Monday, March 7, 2011

Shiva, Rabindranath Tagore, and Satyajit Ray

-by Keith Adams (Composer)

Happy belated Maha Shivaratri!

Thursday evening, at the Kali Temple in Burtonsville, MD,
I celebrated the annual Hindu festival, Maha Shivaratri (The Great Night of Shiva),
with my friends by 
watching devotees pour milk over a linga,
honor the Lord Shiva through offerings, songs, and prayers,  

and receive their tripundras: three lines of ash across each forehead.

As the ash (vibhuti)
 is a remnant of a physical deconstruction,
[and the product of a consecrated fire (homa
symbolic of the sun burning in eternal heat,
illuminating the universe in penance for God]

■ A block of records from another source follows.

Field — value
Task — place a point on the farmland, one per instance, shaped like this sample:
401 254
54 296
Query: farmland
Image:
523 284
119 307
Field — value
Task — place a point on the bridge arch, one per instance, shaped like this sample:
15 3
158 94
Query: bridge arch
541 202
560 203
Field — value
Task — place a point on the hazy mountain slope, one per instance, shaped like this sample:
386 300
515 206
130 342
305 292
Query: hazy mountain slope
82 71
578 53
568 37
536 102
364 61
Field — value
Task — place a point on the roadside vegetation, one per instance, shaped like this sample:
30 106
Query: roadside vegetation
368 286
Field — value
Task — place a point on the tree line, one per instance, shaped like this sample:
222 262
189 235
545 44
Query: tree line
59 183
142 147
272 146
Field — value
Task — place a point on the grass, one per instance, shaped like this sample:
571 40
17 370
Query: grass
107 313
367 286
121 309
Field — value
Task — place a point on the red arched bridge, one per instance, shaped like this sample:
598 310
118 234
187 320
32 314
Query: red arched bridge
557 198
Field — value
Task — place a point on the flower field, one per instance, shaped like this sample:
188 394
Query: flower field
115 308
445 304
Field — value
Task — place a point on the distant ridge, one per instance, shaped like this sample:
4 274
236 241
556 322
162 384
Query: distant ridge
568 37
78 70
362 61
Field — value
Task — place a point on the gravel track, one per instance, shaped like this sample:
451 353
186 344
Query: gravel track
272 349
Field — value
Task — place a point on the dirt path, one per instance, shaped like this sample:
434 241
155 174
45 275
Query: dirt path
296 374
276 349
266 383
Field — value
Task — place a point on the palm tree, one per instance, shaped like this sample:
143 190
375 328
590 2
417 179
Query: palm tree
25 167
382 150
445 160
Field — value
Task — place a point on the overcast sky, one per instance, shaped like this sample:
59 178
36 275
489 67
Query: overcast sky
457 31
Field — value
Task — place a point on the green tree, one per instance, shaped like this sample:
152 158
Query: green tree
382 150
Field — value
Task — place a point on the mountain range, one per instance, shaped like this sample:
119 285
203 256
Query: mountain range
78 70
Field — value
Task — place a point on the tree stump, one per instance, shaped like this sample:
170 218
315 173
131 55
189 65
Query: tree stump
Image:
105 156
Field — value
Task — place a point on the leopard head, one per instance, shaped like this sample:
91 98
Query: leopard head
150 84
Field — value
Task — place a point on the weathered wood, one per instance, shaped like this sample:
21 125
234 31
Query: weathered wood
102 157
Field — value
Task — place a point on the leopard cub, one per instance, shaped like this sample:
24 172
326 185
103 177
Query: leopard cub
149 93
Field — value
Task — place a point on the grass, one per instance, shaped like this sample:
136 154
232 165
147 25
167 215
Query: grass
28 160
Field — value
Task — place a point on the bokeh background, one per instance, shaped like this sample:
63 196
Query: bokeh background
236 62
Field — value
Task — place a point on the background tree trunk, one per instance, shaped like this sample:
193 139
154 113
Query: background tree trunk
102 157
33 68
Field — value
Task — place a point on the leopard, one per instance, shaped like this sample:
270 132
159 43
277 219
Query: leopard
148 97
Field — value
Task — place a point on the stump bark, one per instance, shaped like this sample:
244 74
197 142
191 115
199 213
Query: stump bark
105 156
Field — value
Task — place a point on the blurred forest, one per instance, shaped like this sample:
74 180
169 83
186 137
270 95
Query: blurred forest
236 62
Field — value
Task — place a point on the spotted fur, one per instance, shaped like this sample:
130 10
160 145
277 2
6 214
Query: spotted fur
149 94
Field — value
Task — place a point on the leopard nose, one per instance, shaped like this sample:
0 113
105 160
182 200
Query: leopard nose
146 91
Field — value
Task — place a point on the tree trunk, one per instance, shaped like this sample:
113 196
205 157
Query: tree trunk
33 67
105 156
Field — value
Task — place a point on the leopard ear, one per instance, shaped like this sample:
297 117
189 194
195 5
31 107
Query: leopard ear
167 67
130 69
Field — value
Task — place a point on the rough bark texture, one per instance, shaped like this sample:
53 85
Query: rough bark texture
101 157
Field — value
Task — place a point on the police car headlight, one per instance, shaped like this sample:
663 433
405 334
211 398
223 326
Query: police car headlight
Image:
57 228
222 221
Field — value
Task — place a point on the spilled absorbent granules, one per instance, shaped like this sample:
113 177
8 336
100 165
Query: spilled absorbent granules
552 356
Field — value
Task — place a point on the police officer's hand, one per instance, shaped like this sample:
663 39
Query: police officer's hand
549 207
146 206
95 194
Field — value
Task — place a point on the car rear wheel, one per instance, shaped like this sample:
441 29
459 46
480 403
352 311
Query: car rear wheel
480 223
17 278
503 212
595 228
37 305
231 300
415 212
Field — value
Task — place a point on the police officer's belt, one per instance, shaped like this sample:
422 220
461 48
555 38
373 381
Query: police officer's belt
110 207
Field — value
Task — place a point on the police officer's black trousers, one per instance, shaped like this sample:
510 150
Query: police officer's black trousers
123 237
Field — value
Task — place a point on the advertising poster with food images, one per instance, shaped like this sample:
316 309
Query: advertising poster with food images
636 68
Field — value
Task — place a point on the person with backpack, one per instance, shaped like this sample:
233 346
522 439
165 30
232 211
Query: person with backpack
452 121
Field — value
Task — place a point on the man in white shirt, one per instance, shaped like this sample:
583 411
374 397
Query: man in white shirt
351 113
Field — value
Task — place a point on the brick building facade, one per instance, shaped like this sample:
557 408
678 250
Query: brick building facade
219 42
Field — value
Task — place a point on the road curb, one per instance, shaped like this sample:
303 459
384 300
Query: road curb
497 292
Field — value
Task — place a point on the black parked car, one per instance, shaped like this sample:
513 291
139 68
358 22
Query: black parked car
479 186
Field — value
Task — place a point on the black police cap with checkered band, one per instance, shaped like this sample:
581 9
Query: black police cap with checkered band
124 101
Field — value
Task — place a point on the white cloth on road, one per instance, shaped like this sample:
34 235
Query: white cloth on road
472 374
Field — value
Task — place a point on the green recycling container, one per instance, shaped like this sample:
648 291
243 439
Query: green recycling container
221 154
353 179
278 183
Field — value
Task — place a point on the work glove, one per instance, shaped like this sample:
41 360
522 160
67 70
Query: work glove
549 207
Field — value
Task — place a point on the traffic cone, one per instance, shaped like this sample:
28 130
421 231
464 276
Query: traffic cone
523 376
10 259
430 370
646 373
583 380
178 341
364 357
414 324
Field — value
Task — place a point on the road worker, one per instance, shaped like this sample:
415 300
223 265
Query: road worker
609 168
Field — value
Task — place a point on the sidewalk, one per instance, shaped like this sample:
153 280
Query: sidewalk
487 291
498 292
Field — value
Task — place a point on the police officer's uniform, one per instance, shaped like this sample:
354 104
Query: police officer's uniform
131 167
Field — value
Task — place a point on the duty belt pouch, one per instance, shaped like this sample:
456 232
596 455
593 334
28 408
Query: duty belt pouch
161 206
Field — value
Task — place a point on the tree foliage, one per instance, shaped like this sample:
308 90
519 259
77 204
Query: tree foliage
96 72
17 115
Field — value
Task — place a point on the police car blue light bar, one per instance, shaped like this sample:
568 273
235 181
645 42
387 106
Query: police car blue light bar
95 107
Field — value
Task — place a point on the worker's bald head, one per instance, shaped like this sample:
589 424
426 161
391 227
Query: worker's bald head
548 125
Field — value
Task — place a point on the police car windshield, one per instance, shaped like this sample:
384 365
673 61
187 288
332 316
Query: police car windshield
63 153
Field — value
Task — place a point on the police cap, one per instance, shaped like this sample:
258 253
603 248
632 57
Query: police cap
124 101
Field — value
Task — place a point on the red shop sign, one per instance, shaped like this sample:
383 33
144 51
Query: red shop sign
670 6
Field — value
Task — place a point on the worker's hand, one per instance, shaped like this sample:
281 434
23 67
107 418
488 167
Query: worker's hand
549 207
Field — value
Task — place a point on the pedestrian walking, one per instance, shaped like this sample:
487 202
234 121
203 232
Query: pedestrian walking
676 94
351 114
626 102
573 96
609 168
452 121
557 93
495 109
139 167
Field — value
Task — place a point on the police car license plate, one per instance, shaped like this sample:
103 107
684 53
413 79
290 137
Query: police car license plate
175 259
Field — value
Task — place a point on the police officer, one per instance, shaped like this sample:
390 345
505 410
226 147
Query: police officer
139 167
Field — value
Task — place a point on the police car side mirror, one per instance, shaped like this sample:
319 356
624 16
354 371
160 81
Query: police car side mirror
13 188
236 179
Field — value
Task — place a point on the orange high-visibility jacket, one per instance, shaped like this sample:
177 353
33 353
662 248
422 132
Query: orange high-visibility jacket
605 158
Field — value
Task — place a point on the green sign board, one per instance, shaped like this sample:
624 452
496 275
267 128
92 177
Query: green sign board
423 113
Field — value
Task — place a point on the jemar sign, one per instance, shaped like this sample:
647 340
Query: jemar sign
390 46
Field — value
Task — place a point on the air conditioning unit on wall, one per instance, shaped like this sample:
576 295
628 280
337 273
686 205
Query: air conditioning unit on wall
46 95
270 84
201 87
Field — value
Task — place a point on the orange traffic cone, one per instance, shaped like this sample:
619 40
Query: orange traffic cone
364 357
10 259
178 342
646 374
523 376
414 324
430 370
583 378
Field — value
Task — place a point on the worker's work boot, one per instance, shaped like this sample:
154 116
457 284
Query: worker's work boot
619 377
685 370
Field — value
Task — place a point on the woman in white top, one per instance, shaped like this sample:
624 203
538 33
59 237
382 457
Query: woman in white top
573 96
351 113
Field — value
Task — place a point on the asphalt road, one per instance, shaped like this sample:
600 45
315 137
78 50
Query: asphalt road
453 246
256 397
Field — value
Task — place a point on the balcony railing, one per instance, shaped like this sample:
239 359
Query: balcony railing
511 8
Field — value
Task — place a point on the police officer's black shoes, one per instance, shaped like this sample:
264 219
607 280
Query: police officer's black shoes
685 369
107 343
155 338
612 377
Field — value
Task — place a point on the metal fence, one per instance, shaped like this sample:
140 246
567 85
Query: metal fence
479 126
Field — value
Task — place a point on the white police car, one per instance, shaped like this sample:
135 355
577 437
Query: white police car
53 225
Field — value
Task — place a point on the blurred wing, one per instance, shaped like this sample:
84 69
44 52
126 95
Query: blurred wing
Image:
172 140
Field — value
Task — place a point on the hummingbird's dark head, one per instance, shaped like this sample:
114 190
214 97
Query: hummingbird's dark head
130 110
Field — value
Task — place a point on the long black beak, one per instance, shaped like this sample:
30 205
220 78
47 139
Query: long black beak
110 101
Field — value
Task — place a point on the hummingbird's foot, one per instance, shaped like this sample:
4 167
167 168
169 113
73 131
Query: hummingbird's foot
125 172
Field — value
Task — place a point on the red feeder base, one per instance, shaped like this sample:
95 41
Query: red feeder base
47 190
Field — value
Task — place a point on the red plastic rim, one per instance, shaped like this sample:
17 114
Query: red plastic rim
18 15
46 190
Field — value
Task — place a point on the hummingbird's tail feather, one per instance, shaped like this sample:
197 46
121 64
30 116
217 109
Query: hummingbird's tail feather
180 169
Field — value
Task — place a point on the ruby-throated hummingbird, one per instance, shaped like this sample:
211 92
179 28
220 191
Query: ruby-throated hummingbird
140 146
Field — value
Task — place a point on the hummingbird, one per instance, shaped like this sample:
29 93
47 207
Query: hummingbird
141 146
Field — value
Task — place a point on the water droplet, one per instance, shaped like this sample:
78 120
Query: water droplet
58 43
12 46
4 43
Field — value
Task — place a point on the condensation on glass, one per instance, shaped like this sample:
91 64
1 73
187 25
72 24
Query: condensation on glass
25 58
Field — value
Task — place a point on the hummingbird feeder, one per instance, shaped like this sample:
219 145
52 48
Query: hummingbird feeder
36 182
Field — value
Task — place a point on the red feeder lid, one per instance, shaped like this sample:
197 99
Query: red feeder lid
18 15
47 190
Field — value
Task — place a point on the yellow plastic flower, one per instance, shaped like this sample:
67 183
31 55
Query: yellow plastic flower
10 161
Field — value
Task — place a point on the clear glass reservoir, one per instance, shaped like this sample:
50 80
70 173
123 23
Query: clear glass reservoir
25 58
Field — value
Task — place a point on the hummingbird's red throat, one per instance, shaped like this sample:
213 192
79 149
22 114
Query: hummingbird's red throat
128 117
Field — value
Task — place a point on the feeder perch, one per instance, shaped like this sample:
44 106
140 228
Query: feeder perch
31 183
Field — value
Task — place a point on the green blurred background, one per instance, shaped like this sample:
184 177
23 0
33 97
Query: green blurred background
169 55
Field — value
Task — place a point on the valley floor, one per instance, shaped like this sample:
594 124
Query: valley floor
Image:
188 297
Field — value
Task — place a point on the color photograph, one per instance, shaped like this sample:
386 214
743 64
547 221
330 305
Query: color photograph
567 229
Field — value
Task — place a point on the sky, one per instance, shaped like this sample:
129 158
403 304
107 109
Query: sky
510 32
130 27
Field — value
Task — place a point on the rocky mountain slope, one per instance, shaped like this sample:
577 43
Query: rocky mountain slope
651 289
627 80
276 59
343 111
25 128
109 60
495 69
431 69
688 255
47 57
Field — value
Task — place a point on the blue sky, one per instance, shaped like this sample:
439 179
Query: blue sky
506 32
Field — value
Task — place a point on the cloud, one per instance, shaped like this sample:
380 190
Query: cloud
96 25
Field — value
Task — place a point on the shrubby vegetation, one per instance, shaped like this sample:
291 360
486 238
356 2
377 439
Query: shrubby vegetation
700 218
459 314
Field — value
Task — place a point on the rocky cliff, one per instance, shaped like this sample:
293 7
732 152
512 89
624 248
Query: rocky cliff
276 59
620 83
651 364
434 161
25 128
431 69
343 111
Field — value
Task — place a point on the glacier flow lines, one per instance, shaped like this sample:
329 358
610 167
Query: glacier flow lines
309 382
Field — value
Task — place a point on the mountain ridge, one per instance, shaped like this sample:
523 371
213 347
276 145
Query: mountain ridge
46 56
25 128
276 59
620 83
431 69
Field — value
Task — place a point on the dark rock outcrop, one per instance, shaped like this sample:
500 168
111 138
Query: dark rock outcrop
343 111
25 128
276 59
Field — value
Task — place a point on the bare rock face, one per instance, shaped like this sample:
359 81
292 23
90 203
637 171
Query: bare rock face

the tripundra is a physical sign of one's spiritual bonds with Shiva--
a reminder of the transitory nature of the material and the eternal purity of divinity.
These three lines represent the states, concepts, or actions called anava, karma, and maya
that one finds in spiritual knowledge, purity, and penance.

A sanyasi's goal is to reach these bonds through spiritual liberation
by dedicating his entire life
to detachment from the physical and
to unify himself with the eternal divine: 


"The stars, like sparks of fire, flown from the anvil of time, are extinct;
and that joy is mine which comes to the God Shiva, when, after aeons of dream,
he wakes up to find himself alone in the heart of the infinite annihilation.
I am free, I am the great solitary One.
" (p.3)

Heavy.

Check out this informative documentary I found on the life of the playwright, Rabindranath Tagore.
It was made by one of my favorite, and certainly one of the best Indian film directors ever: Satyajit Ray.

http://vimeo.com/3838865

Also, I've gathered, especially from here, that Sanyasi is an obscure reworking of one of Tagore's more widely known Bengali works, Prakritri Pratisodh (Nature's Revenge), which he had written when he was only 22 years old. In 1917, while living in England at the polished age of 56, Tagore completely reconstructed Nature's Revenge into English as Sanyasi. So, as we read Sanyasi, we are experiencing Tagore's intended language and his experienced revisions of a play that he valued so much in his memoirs: "This Nature’s Revenge may be looked upon as an introduction to the whole of my future literary work; or, rather this has been the subject on which all my writings have dwelt—­the joy of attaining the Infinite within the finite."